Eventually the commissions were not enough to make up for the losses, so the Bayou fund invented an independent auditor—with Matthew Marino’s help. The Bayou founders terminated the independent accounting firm’s services and had Daniel Marino prepare a sham audit of the fund. This sham audit was performed under the name of a fictional Manhattan accounting firm, Richmond-Fairfield Associates. Monthly and quarterly reports sent to investors showed false positive rates of return, and these successful reports were used to convince potential investors of Bayou’s “proven track record.”
Matthew Marino was put in charge of developing a North Carolina office for the fund, as well as various personal errands for his brother. The leaders of the fund continued to make risky and even illegal investments, often without the knowledge of Bayou investors.
Matthew Marino was then put in charge of the “RFA office,” including picking up the mail, checking messages from Bayou investors, paying bills from the RFA checkbook, and copying fake financial statements. He even assisted his brother in setting up the accounting firm as a limited liability company.
According to court documents, Matthew Marino knew the fraud existed by January 2005. He helped his brother conceal the illegitimacy of RFA during Israel’s divorce proceedings.
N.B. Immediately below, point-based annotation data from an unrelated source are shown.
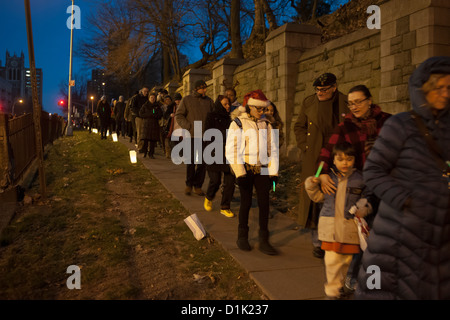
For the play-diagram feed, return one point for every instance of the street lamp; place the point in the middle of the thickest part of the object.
(19, 100)
(69, 131)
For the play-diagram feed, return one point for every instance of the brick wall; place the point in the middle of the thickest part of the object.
(383, 60)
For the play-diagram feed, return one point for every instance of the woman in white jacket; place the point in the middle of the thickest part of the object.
(252, 151)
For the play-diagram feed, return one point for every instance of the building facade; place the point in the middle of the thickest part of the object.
(15, 81)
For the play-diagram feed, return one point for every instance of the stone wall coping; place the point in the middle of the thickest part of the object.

He also put together fake documents to prove that RFA was not tied to his brother.
Nearly 400 investors contributed $500 million into Bayou funds, and almost 290 of those investors lost over $300 million.
The Supreme Court of New Jersey Disciplinary Review Board wrote that Marino violated RPC 8.4(b) and RPC 8.4(c), constituting the commission of a criminal act that reflects adversely on the lawyer’s honesty, trustworthiness, or fitness as a lawyer, as well as conduct involving dishonesty, fraud, deceit, or misrepresentation.